OK, I figured out what is confusing me. I had a misunderstanding
when I reviewed this code during its original submission, and that
misunderstanding has influenced my (incorrect) review of this change.

The struct mshv_vtl_ram_disposition that is passed from user space has
two fields: start_pfn and last_pfn. But last_pfn is somewhat misnamed
in my view. For example, an aligned 2 MiB of memory would consist of
512 PFNs. If the first PFN is 0x200, the last PFN would be 0x3FF. But in
the semantics of the struct, the last_pfn field should be 0x400.

In response to my comments in the original review, you added the comment
about last_pfn being excluded in the pagemap range, which is true. But it's
not because that page is somehow reserved or being wasted. It's because
the range is being described by specifying the PFN *after* the last PFN.

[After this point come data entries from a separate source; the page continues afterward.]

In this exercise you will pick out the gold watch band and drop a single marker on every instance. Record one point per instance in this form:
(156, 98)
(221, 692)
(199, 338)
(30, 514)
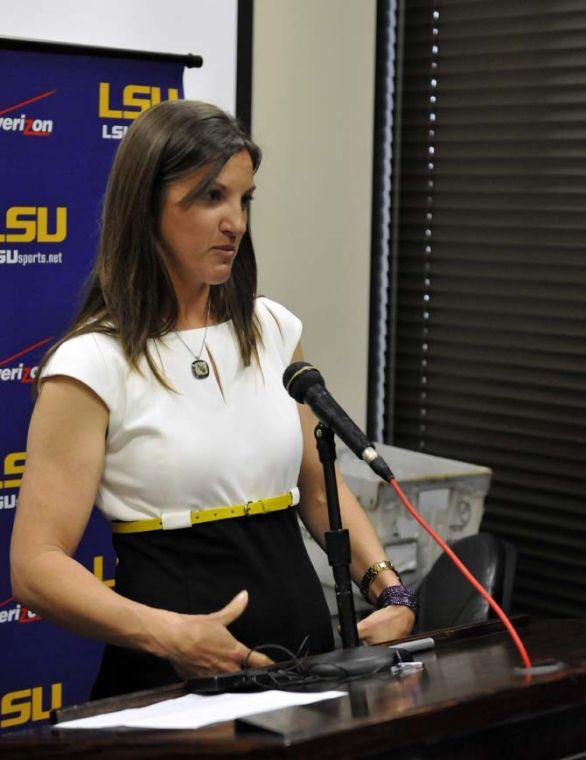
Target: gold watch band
(372, 572)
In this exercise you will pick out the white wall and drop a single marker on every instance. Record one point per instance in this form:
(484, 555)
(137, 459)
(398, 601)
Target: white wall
(313, 100)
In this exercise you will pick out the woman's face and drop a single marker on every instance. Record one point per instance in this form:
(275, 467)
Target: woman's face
(199, 240)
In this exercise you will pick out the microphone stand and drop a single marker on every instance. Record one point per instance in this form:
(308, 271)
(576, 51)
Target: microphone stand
(352, 659)
(337, 540)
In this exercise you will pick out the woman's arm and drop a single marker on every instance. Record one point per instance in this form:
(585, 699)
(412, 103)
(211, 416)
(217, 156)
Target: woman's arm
(383, 625)
(65, 459)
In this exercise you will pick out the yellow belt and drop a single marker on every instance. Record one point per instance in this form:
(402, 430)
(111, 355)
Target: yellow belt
(185, 519)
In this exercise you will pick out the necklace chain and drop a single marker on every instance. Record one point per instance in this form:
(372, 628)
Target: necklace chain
(199, 366)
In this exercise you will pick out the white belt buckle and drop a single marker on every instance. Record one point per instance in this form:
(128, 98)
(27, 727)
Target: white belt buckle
(175, 520)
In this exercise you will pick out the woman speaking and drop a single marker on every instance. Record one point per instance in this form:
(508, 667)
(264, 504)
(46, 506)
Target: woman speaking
(163, 404)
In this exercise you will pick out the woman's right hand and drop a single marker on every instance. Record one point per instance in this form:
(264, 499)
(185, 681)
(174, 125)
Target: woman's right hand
(201, 645)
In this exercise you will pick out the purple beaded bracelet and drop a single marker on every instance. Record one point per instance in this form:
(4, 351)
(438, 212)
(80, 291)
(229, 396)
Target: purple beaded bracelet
(397, 595)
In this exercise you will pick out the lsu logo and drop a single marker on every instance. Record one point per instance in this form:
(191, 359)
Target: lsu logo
(13, 470)
(136, 98)
(27, 224)
(24, 705)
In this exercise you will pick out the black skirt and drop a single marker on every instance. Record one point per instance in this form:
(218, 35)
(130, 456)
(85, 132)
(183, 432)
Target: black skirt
(198, 570)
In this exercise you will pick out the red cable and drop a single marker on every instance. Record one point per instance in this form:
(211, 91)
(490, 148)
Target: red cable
(464, 570)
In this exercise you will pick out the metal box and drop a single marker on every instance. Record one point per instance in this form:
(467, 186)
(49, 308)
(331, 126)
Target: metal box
(447, 493)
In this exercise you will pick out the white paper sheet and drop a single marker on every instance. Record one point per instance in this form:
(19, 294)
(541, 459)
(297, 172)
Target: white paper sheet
(195, 711)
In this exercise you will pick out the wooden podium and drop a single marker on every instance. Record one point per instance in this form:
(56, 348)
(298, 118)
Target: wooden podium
(467, 704)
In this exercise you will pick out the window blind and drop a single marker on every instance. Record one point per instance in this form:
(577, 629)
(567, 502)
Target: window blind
(490, 361)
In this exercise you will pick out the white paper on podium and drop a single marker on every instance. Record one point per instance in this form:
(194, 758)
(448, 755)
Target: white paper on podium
(195, 711)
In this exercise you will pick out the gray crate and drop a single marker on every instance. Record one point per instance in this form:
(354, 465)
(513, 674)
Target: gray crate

With the start_pfn and last_pfn fields used to determine the highest
page order that can be used, the slightly unorthodox semantics of
last_pfn make that calculation easy. But then you must subtract 1
from last_pfn when setting the range start and end for
devm_memremap_pages() to use. And the code does that, so the code
is all correct. The comment might be improved to speak about the
semantics of the last_pfn field, not that a page of memory is
intentionally being excluded/wasted. And/or maybe the struct
mshv_vtl_ram_disposition definition should get a comment to clarify
the semantics of last_pfn.

Michael